The White House said preparatory negotiations had “moved more quickly than expected” and Donald Trump would leave Tuesday evening after his talks with Kim Jong Un, ruling out the possibility the unprecedented tete-atete would run to two days.
The meeting, long sought by Pyongyang, will be the first ever between a serving US president and a North Korean leader, and will focus on the nuclear bombs and ballistic missiles the North has spent decades developing.
Just hours ahead of the crunch talks, Kim left his luxury hotel for a night-time stroll around some of Singapore’s main sights, even posing for selfies with his guide, the city-state’s foreign minister.
Setting out the US position before the summit, Pompeo stressed that the Trump administration would only accept complete denuclearisation of the North. But in return, Washington would offer “different and unique” guarantees “to provide them sufficient certainty that they can be comfortable that denuclearisation is not something that ends badly for them”.
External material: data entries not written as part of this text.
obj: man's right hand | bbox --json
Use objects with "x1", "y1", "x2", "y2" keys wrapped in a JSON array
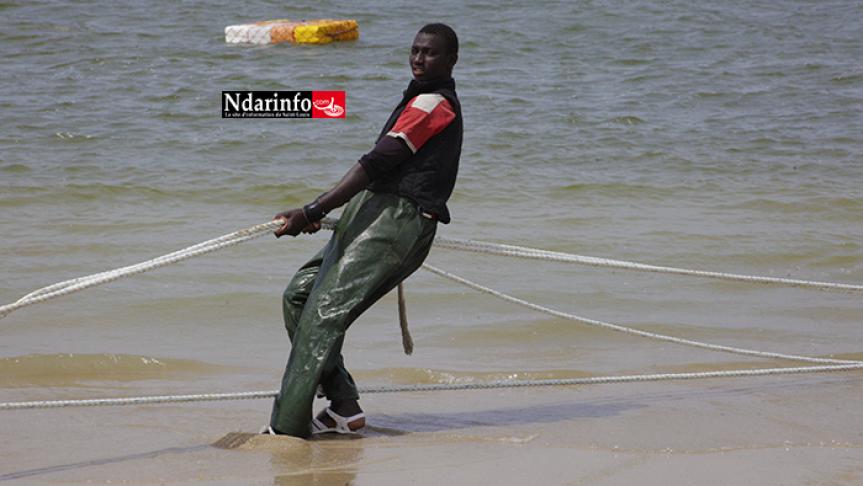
[{"x1": 273, "y1": 208, "x2": 310, "y2": 238}]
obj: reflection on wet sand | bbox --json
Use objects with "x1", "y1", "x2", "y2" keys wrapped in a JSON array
[{"x1": 218, "y1": 432, "x2": 363, "y2": 486}]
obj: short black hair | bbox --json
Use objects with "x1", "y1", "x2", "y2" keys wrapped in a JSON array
[{"x1": 420, "y1": 23, "x2": 458, "y2": 54}]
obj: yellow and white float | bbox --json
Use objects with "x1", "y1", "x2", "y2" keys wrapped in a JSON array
[{"x1": 225, "y1": 19, "x2": 360, "y2": 44}]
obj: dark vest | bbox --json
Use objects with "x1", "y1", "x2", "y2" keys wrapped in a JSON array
[{"x1": 368, "y1": 78, "x2": 462, "y2": 223}]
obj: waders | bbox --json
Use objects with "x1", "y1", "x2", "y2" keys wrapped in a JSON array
[{"x1": 270, "y1": 191, "x2": 437, "y2": 437}]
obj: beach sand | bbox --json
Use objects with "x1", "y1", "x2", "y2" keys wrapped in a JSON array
[{"x1": 0, "y1": 373, "x2": 863, "y2": 485}]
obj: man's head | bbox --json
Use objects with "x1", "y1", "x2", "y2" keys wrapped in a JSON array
[{"x1": 408, "y1": 24, "x2": 458, "y2": 81}]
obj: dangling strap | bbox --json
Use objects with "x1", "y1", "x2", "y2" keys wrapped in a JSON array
[{"x1": 399, "y1": 282, "x2": 414, "y2": 356}]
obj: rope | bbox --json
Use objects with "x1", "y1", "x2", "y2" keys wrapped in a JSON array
[
  {"x1": 0, "y1": 220, "x2": 863, "y2": 410},
  {"x1": 0, "y1": 218, "x2": 863, "y2": 319},
  {"x1": 423, "y1": 263, "x2": 863, "y2": 364},
  {"x1": 435, "y1": 237, "x2": 863, "y2": 292},
  {"x1": 0, "y1": 363, "x2": 863, "y2": 410}
]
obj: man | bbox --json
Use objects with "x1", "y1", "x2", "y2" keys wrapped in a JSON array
[{"x1": 267, "y1": 24, "x2": 462, "y2": 437}]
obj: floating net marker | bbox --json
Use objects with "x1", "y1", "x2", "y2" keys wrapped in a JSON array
[{"x1": 225, "y1": 19, "x2": 360, "y2": 44}]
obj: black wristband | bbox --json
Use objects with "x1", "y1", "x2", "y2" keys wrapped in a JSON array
[{"x1": 303, "y1": 199, "x2": 327, "y2": 224}]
He refused to go into details. But the North has long sought an end to the US military presence in the South, where Washington has around 28,000 troops stationed to protect it from its neighbour.
Pyongyang has demanded the end of what it calls a “hostile policy” towards it, but in public has only pledged to pursue the denuclearisation of the Korean peninsula -- a euphemism open to wide differences of interpretation.
Washington is eager to see if the North’s pledges were “sincere”, Pompeo said, adding: “The United States has been fooled before.”
Verification would be key, he went on, saying many deals had been signed before only to find “the North Koreans did not promise what they said”.
The North, which has been subjected to increasingly strict sanctions by the UN Security Council and others, has made promises of change in the past, such as at the lengthy Six Party Talks process, only for the agreements to collapse later.